We scaled the face of reason
To find at least one sign
That could reveal the true dimensions
Of life lest we forget

And maybe its easier to withdraw from life
With all of its misery and wretched lies
Away from harm

Eindringlich, fast schon drohend nähern sich zwei Glockenspieltöne, in ihrem Sound so kühl und absolut klar wie frisches Morgentau. Aus dem Hintergrund bahnt sich etwas Gewaltiges an, Timpani, Trombonen und Streicher bilden eine riesige Klangkuppel ohne Fundament.

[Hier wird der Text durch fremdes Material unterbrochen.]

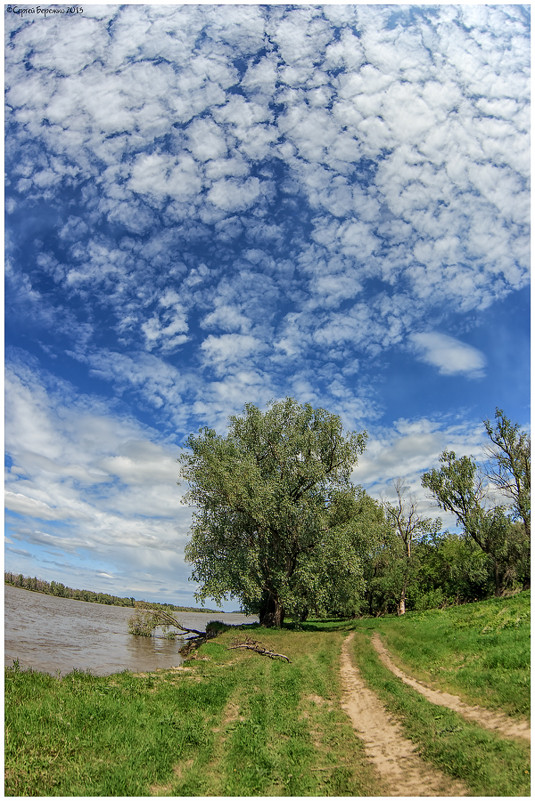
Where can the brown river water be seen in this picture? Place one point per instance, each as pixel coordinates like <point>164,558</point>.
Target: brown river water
<point>56,635</point>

Allmählich baut sich das Stück zu solch einer Größe auf, dass die Wucht des eigentlich unvermeidlich scheinenden Crescendos kaum vorstellbar ist, doch unvermittelt folgt dem eine Wendung. Das Glockenspiel bildet die rhythmische Konstante dieser körperlos schwebenden, geisterhaften, kaum greifbaren Musik. Der edle Bariton von Brendan Perry lädt zum philosophisch-spirituellen Gespräch. In our vain pursuit of life for ones own end, will this crooked path ever cease to end?

Bäche fließen, ihr leises Rauschen vermischt sich mit Naturgeräuschen und dem klammen Wind. Das kleine Orchester im Rücken von Dead Can Dance zeichnet eine Kulisse, deren Gesamtheit in ihrer völligen, schillernden Harmonie beeindruckt, bei der aber genügend Raum für die Wirkung jedes einzelnen Pinselstrichs gelassen wurde. Bald gesellt sich die erzählende Stimme Perrys wieder zu den Instrumenten, die klangvolle Lyrik lässt viel vermuten, ohne konkrete Antworten zu liefern.

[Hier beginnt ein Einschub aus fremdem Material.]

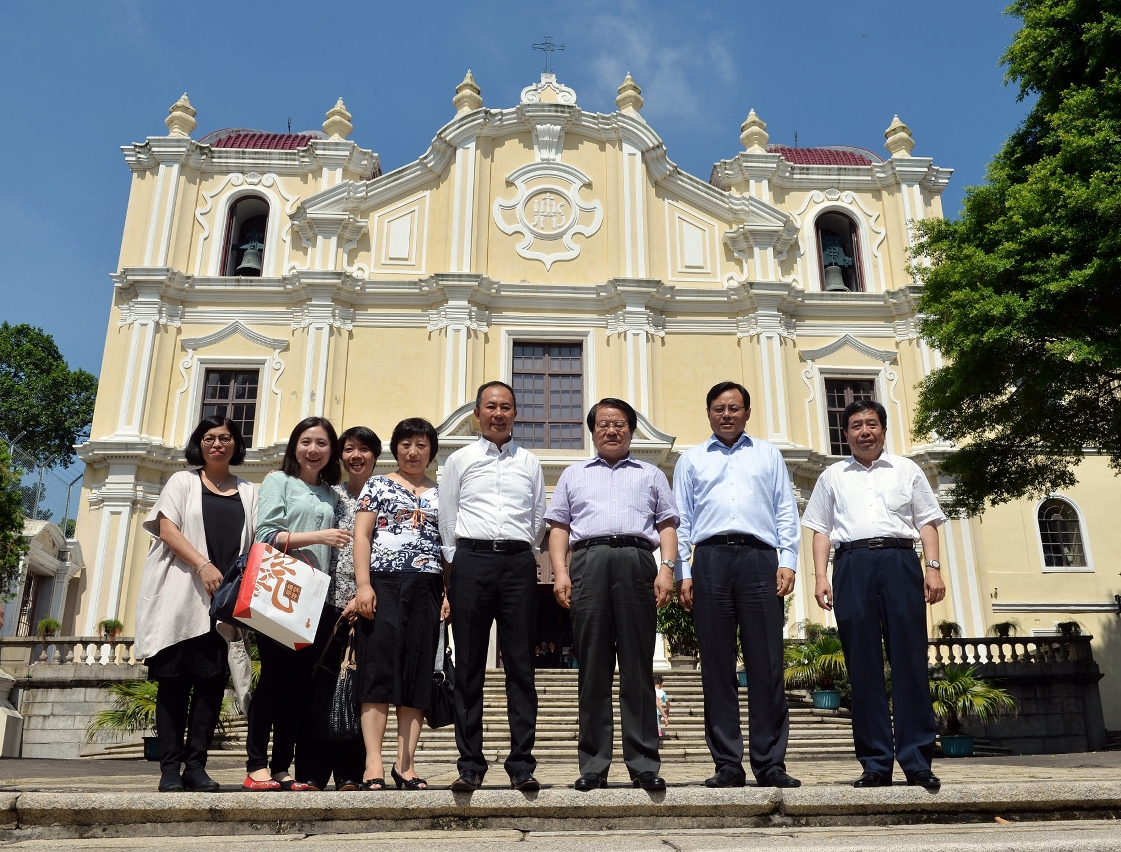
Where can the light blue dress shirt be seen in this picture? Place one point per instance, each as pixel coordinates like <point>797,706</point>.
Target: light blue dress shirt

Frauenchoräle setzen ein, dazwischen effektive, erwartungsvolle Stille. Ein spinettartiges Instrument bildet den Rhythmus, erneut erhebt sich der Gesang Perrys über die Szenerie. Ein dicht verwobener orchestraler Klangteppich bildet sich im Hintergrund von Engelstrompeten, dem immer noch präsenten Spinettklimpern und dem Gesang. Perry intoniert Melodien von einer weltumgreifenden Größe, von einer klassischen Epik und Tiefe, dass man anfangs auch nur eben diesen folgen kann. Ein sakraler Kathedralensound, der zwar jeglicher Haftung am Irdischen längst entsagt hat, dabei aber absolut einladend und vertraut wirkt. Nicht zu Unrecht ist „Xavier“ eines der bekanntesten Stücke von Dead Can Dance, so eindrucksvoll und einnehmend wird die erste Hälfte von „Within the Realm of a Dying Sun“ beendet.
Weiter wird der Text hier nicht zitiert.